Of late, a number of Science Fiction writers have opted to go near-future and hinge a lot of what they write about on dystopian futures or encroaching technology. Here are two that don’t forget how the human element is just as important!

The Book of M by Peng Shepherd 

A debut novelist, Shepherd wonderfully depicts a world where one day, in a Delhi market, a man becomes a ‘cause celebre’ by suddenly losing his shadow. At first a reason for him to be followed by news teams and cameras, he takes his newfound popularity in stride. Panic and a sense of foreboding ensue as memories begin to seep out of him as well (he can’t recognize his own brother); and suddenly, as others around the world report similar ‘loss of shadow’, it’s seen as a curse or disease. Against this premise, we open months later where a husband and wife in Virginia, are holding out via isolation when the wife still loses her shadow. What ensues, the hope of New Orleans, what we'll do in the name of love, and how Hope can Spring eternal are all part of this gripping, contemplative work. 

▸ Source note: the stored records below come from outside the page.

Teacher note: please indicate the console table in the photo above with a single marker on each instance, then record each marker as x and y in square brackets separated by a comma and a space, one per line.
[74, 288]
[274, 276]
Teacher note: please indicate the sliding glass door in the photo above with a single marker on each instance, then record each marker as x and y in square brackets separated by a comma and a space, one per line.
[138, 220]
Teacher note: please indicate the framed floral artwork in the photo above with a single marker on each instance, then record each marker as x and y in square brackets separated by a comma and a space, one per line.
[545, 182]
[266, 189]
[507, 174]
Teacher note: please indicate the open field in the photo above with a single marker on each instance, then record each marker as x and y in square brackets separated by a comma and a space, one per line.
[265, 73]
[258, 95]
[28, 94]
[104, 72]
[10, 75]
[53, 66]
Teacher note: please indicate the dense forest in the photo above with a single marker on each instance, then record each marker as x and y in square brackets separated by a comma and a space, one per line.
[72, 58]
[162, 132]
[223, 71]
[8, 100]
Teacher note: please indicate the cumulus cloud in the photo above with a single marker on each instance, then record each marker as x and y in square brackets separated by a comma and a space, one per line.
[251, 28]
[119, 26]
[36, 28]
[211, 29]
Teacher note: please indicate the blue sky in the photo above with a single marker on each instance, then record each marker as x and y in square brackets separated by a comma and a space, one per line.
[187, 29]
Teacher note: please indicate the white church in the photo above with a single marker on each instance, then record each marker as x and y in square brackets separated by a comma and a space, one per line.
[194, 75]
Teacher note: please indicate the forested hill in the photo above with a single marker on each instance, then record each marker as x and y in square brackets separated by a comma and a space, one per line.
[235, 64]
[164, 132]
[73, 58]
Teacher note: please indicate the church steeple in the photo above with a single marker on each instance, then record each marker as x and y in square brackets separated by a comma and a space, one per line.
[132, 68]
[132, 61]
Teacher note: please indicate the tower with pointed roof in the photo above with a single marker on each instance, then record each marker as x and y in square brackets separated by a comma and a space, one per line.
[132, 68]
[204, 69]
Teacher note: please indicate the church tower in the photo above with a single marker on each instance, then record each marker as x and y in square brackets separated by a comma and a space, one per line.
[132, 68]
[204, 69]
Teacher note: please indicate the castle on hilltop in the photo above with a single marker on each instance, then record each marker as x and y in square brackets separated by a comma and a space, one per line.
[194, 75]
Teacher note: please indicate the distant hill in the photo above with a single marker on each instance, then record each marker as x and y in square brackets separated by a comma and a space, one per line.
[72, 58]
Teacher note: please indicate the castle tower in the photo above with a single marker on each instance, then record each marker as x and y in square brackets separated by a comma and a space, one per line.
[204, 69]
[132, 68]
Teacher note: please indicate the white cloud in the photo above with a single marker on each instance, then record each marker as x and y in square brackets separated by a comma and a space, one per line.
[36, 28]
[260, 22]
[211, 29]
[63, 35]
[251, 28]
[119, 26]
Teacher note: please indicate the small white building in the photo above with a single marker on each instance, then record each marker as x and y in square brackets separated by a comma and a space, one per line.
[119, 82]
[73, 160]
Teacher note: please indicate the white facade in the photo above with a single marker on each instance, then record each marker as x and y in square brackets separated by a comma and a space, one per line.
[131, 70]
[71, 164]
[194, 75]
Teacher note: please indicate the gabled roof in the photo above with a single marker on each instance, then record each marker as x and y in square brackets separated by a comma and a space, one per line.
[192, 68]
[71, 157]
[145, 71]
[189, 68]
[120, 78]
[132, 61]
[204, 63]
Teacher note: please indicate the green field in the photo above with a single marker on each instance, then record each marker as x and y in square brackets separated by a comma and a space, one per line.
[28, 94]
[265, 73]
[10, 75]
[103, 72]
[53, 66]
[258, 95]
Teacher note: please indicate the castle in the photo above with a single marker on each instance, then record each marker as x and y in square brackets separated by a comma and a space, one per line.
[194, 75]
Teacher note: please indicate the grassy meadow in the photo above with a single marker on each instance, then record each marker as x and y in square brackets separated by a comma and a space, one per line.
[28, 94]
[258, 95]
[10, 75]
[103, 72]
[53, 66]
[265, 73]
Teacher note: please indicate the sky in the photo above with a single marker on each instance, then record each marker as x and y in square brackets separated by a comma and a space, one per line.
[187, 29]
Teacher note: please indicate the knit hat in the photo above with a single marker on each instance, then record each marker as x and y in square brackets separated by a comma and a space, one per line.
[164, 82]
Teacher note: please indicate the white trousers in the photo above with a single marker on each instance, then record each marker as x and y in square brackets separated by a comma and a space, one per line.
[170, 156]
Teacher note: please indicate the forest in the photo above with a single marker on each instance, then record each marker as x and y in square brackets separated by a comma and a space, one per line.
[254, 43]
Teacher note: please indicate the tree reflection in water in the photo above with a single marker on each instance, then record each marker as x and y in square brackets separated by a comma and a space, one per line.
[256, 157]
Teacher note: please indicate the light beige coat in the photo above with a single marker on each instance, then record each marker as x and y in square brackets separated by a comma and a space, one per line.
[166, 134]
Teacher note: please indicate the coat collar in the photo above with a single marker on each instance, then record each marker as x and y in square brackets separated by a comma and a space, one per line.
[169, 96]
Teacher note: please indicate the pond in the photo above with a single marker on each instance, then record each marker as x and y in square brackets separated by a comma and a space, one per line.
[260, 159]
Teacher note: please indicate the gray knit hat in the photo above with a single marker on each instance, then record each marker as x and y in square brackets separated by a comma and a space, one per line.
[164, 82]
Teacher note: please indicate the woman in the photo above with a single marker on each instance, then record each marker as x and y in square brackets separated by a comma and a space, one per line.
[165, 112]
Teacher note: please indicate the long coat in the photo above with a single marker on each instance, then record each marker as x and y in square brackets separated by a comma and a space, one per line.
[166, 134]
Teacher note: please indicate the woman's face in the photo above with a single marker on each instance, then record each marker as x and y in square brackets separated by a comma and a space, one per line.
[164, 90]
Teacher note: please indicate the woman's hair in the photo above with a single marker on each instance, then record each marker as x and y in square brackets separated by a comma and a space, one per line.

Plum Rains by Andromeda Romano-Lax

This one became a reading ‘special project’ as I discovered one of the main characters in this novel set in 2029 is a Filipina. A caregiver working in Tokyo, Angelica is taking care of 99 year old Sayako on the eve of her 100th year celebration. A gift from Sayako’s 60-something son is a prototype AI bot that Angelica looks at as a threat to her continued employment. What happens next is an often meditative excursion into ageing, into the plight of the immigrant, and insights into Japanese culture and society, where a problem exists in terms of how to populate future Japan given that so few are having children. It’s an engrossing novel that sets its own measured pace, and distinguished itself by addressing the human condition, even if in some future timeframe. Sci-Fi that’s intelligent and probing.